Chromosomal instability (CIN) is a process whereby (parts of) chromosomes are distributed unequally between daughter cells after division. Chromosomes carry genetic information and therefore it is important that every cell has the right set to function properly. Although CIN is a common phenomenon in tumor cells, its role in tumor development is not precisely known.
This thesis focusses on whether and how CIN contributes to tumor development. For this, we developed a mouse model in which different levels of CIN can be induced in specific organs, at the moment of choice. I describe that the level, the location and the moment of CIN induction are important for the effect of CIN. In mouse models that develop intestinal or skin tumors, moderate to high CIN leads to more colon and larger skin tumors. Moderate (not high) CIN also causes more small-intestine tumors and more skin tumors in these tumor-prone models, and spontaneous tumor formation in the small intestine of healthy mice. CIN induction in tumors has little effect on intestinal tumors, while moderate to very high CIN causes regression of skin tumors.
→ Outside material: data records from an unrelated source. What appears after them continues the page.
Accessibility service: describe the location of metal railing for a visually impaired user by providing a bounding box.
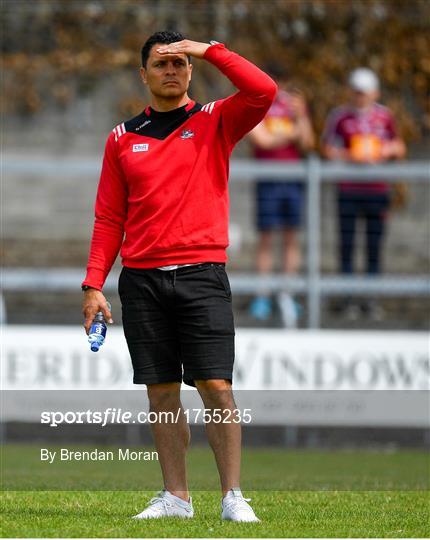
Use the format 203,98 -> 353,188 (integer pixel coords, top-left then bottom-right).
2,156 -> 430,328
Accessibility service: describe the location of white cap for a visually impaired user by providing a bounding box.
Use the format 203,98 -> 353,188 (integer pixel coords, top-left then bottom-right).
348,68 -> 379,94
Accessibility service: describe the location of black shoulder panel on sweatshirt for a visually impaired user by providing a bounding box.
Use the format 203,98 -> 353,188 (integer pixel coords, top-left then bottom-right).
124,103 -> 202,139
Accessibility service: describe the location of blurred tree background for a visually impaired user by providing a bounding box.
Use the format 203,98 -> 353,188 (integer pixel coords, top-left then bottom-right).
1,0 -> 430,152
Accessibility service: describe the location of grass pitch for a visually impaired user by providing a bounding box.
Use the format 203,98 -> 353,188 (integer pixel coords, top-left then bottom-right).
2,491 -> 430,538
1,446 -> 430,538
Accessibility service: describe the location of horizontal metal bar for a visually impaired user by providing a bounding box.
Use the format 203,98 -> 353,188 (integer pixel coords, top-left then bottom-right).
2,268 -> 430,296
1,155 -> 430,182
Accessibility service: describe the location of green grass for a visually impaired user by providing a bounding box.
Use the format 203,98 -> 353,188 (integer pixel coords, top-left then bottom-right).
2,445 -> 430,491
2,491 -> 430,538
Since high levels of CIN leads to cell death, induction of CIN could potentially enhance the effect of anti-tumor therapies, and the CIN level of tumors could also be predictive of therapy success. Screening of intestinal organoids with various CIN levels shows potential for synergistic use of CIN-increasing compounds, but does not provide a definitive answer about the use of CIN levels to predict therapy outcome.